Coca Cola Beverages Africa (CCBA) is set to make a Sh7 Billion investment in a state-of-the-art Hotfill Juice Line as part of its production line expansion.
The investment is set to grow the companies output by approximately 21 per cent in 2019, with the introduction of 40 new products after the company launched yet another 50 products this year and looking to enter into the hot coffee market.
‘’In percentage terms, in 2018 we’ve realized approximately 38% growth Year-to-date (YTD).

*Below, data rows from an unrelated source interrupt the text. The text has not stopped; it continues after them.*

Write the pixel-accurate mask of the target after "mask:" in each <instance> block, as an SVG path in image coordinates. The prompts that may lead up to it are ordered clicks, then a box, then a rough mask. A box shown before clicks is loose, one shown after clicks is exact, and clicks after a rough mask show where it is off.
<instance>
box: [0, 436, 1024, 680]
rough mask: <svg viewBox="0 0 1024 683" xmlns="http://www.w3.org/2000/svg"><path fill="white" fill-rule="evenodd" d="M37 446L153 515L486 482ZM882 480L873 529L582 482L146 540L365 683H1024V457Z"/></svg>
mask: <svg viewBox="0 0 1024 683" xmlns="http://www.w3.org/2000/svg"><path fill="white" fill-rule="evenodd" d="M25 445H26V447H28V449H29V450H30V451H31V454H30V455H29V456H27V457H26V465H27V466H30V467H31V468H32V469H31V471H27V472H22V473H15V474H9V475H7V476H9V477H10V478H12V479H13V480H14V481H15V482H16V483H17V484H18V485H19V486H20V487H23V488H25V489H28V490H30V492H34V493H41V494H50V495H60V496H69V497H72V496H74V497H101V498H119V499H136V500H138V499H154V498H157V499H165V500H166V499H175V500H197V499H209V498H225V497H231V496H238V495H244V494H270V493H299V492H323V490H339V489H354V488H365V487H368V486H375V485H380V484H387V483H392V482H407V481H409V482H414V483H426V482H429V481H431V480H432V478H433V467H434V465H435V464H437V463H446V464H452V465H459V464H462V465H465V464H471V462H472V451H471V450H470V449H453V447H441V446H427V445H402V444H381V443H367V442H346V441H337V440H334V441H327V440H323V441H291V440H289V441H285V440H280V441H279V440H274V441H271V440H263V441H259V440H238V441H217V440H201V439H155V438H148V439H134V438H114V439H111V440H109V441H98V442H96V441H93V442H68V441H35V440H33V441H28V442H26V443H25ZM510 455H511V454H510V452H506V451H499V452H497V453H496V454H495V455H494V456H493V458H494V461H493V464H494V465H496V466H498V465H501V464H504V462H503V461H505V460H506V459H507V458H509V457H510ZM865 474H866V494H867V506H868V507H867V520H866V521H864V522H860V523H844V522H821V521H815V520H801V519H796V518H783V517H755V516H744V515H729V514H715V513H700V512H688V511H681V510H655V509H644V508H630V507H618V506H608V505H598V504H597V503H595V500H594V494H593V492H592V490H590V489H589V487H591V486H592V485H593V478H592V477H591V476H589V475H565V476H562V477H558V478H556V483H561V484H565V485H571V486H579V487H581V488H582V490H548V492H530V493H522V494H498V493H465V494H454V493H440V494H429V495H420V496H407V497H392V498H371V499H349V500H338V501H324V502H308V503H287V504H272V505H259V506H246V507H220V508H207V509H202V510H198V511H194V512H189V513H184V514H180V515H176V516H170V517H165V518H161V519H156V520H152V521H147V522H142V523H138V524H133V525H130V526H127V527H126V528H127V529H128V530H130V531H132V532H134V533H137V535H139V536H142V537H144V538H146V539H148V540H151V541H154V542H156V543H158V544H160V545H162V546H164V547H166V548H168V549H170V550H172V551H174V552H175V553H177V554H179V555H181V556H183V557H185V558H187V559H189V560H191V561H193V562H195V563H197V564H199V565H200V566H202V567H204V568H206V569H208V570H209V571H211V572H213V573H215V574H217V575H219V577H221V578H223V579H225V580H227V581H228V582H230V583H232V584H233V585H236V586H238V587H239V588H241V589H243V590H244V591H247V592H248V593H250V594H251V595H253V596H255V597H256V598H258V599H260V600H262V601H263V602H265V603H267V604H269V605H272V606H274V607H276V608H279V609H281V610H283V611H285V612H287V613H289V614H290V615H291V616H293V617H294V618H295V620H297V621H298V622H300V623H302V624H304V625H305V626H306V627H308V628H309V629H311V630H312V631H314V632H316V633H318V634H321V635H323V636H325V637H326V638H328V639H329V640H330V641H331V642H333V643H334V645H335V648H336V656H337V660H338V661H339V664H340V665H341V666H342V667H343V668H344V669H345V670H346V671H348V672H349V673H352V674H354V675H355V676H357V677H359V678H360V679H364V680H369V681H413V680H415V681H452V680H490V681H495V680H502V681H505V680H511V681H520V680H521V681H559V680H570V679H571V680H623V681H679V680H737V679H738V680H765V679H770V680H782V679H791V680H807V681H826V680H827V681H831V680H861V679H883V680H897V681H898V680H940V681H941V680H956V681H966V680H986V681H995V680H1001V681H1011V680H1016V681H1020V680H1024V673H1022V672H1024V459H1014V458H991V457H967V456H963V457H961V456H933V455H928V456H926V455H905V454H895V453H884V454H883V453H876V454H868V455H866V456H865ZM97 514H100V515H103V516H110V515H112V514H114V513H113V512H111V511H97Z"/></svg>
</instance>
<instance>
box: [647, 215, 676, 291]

Our forecast for 2019 (Full Year – FY) currently stands at 21%. In revenue terms YTD in 2018 that translates into over Sh500 million (half a billion).’’ CCBA Managing Director Daryl Wilson told Kenyan Wallstreet.
Adding that following the implementation of the finance act 2018 the inflationary adjustment have occasioned an increase in excise remittance from Sh5 for each liter of carbonated soft drink and water to Sh5.2 and gone up from Sh10 per liter of juice to Sh10.5.
‘’Following the enactment of the Act we have adjusted our tax remittances to the Exchequer in line with the Inflationary Adjustment. We also understand that taxation fuels national economic development and that this imperative needs to be balanced with the needs of our consumers and the disposable income levels of ordinary Kenyan citizens – to ensure their ability to afford basic commodities. ‘’ he said.
Mr Wilson says the decision to invest in Kenya has been informed by the countries growing market.
’’We recognize that Kenya is an important growth market in East Africa and doing business in Kenya is a demonstration of our unshakable and enduring belief on the continent of Africa. We are deeply committed to this continent’s development.’’ He added.